Gravierender sind die Änderungen beim Abgabenbetrug (§ 39 FinStrG). Dieser liegt in seiner Grundvariante bei einer Abgabenhinterziehung mit hoher krimineller Energie (Urkundenfälschung, Scheingeschäfte, etc.) vor, wenn die hinterzogenen Abgaben mehr als 100.000 Euro betragen. Hier sieht das Gesetz als vorrangige Sanktionsfolge die ("primäre") Freiheitsstrafe vor. Dazu steht dem Schöffengericht nunmehr ein Strafrahmen von bis zu fünf Jahren zur Verfügung. Neben einer Freiheitsstrafe von bis zu vier Jahren kann zusätzlich eine Geldstrafe von bis zu 1,5 Millionen Euro verhängt werden.

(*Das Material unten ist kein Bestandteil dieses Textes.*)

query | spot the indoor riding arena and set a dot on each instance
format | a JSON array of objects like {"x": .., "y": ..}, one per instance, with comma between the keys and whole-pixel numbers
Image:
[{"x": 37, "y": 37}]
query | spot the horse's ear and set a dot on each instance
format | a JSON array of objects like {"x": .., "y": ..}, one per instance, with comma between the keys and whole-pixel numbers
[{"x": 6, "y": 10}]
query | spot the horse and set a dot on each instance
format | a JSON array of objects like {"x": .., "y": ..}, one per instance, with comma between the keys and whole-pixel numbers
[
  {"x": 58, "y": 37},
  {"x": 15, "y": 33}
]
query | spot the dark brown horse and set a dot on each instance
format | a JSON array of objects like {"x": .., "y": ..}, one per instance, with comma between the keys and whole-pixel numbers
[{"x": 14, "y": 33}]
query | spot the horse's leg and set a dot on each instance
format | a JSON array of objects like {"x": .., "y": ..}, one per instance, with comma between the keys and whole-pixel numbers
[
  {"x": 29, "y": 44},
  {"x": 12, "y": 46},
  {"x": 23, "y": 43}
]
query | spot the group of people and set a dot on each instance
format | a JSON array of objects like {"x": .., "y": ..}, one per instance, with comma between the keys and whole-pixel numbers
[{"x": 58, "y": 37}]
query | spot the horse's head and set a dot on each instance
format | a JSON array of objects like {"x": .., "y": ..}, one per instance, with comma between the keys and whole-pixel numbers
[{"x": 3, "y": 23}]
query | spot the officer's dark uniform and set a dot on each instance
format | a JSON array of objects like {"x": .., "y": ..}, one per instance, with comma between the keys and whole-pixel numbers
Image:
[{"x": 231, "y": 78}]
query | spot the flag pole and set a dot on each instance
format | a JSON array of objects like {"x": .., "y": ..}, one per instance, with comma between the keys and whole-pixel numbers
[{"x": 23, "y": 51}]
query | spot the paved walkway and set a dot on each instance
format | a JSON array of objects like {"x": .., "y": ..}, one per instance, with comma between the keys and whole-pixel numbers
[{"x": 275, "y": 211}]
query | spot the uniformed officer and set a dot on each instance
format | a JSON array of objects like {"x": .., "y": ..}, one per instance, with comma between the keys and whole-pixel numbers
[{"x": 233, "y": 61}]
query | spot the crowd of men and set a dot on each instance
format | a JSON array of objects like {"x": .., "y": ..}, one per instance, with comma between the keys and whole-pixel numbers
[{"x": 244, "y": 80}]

Die maximale Verbandsgeldbuße beträgt 5 Millionen Euro.

Übersteigt der strafbestimmende Wertbetrag 500.000 Euro, ist eine Freiheitsstrafe von zumindest einem bis zu maximal zehn Jahren vorgesehen. Hier kann neben einer Freiheitsstrafe von maximal acht Jahren eine Geldstrafe von bis zu 2,5 Millionen Euro verhängt werden. Die maximale Verbandsgeldbuße beträgt nunmehr bei einem Hinterziehungsbetrag von mehr als 500.000 Euro bis zu 8 Millionen Euro.

Der bisher in § 38 FinStrG enthaltene Qualifikationstatbestand der gewerbsmäßigen Tatbegehung ist entfallen. Stattdessen wird die Absicht, sich selbst oder auch einem Verband (als dessen Entscheidungsträger) durch wiederkehrende Begehung eine nicht nur geringfügige fortlaufende Einnahme zu verschaffen, explizit als Erschwerungsgrund im Rahmen der Strafbemessung genannt (§ 23 Abs 2 FinStrG). Eine wiederkehrende Begehung liegt nach dem Gesetzeswortlaut vor, wenn der Täter bereits zwei solche Taten begangen hat oder einmal wegen einer solchen Tat bestraft worden ist.